Once you apply for a certificate of lawfulness, it is possible for your proposed development to be rejected. However, you may appeal to your local planning authority or council if you feel that this decision was incorrect, or that it was not made within eight weeks.
If the application was for a listed building, you will have up to six months after the decision was made in order to appeal.
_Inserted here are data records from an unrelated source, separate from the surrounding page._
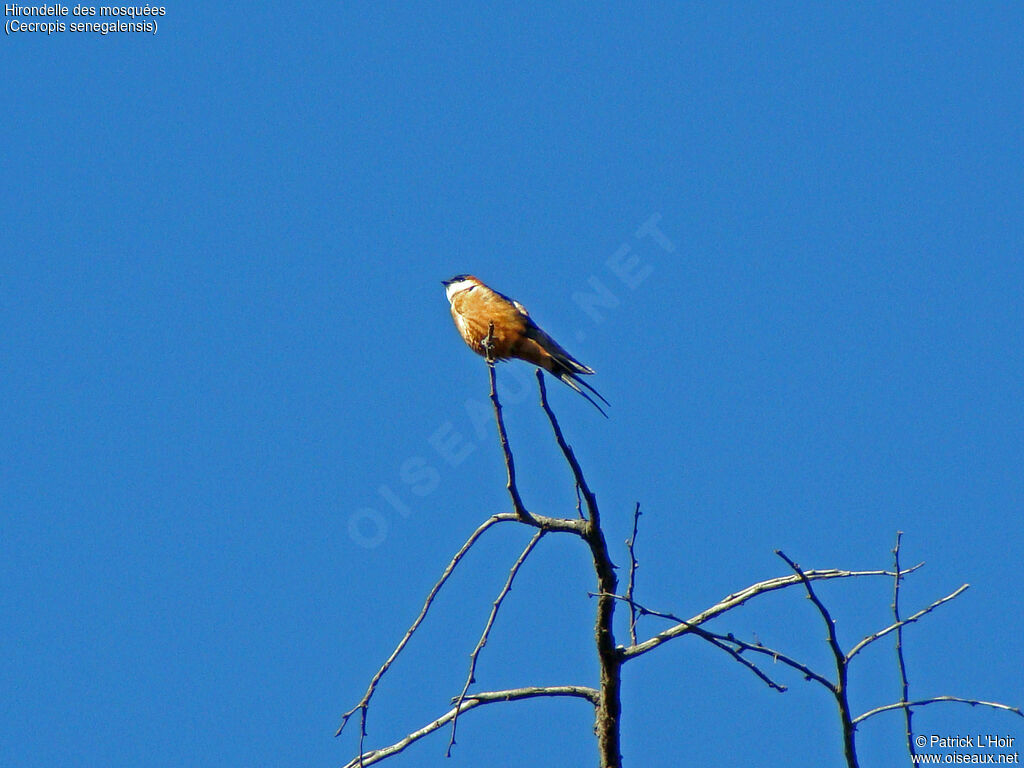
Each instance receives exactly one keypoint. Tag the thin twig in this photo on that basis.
(899, 625)
(472, 701)
(738, 598)
(715, 638)
(631, 585)
(365, 701)
(842, 668)
(904, 683)
(471, 677)
(936, 699)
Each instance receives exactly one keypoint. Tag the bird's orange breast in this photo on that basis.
(473, 312)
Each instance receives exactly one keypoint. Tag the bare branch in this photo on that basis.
(365, 701)
(899, 625)
(607, 719)
(936, 699)
(740, 645)
(842, 666)
(570, 459)
(472, 701)
(513, 489)
(631, 584)
(738, 598)
(904, 683)
(471, 677)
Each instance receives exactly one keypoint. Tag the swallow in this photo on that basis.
(474, 307)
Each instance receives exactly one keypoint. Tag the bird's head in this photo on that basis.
(460, 283)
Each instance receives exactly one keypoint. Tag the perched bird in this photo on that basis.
(474, 307)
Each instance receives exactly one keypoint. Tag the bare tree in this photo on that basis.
(605, 697)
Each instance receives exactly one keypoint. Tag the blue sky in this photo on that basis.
(227, 364)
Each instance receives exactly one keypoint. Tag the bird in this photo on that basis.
(475, 306)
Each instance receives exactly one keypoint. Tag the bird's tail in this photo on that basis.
(574, 381)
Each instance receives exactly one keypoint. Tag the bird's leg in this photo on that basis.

Otherwise, there is no deadline.
Does My Property Qualify for a Particular Planning Condition?
There are a range of conditions that may permit you to qualify for a Certificate of Lawfulness where you may otherwise have required planning permission.
These include the four year rule and the ten year rule.
Certificate of Lawfulness 4 Year Rule
Planning applications may not be required if you have not complied with a certain planning condition for more than four years without any intervention or enforcement action from the local planning authority or planning inspectorate.
To this end, owners of an unauthorised development may apply for formal conformation in the form of a Lawful Development Certificate if four years have passed since it has been “substantially completed” without any enforcement action.
The four year rule covers:
- Activities such as building, mining or engineering
- A change from a property’s previous “existing use” to a new use class
You can learn more about the four year rule right here, via the Planning Portal.
Certificate of Lawfulness 10 Year Rule
When it comes to the construction of an entirely new residential property without planning permission or a Lawful Development Certificate, local authority planning control has a time limit of ten years to serve an enforcement notice.
After this has lapsed, the owners of the property may be granted a Lawful Development Certificate.
Is a Certificate of Lawfulness the Same as Planning Permission?
Lawful Development Certificates and planning permission serve different purposes within UK planning legislation.
A Lawful Development Certificate will serve as proof that your proposed or existing development is permitted under all relevant planning law.
On the other hand, planning permission constitutes formal confirmation from your local authority that your property’s proposed use or development is acceptable in terms of their particular planning legislation and meets all legal requirements.
When Might I Require Planning Permission?
Most commonly, planning permission is required to cover operations proposed in order to construct a new building, significantly extend an existing building or convert a building from its existing use.
In terms of listed buildings, special permission may need to be requested when considering a material change or other adaptations that may require special consent from the local council.
This falls under Listed Building consent, which is discussed further here.
When preparing to make changes to your property, your first port of call should be to confirm whether or not you should be applying for planning permission for your property’s new proposed use or development.
Once you have looked into this, you can then apply for a Certificate of Lawfulness to confirm that:
- Your property’s existing or proposed use is lawful and does not need to have official planning permission granted
- The work you have carried out will not be subjected to enforcement action should a change in planning law occur
To cement your project’s planning merits and ensure that you are adhering to your local authority’s planning terms it is always an excellent idea to look into Certificates of Lawfulness sooner rather than later.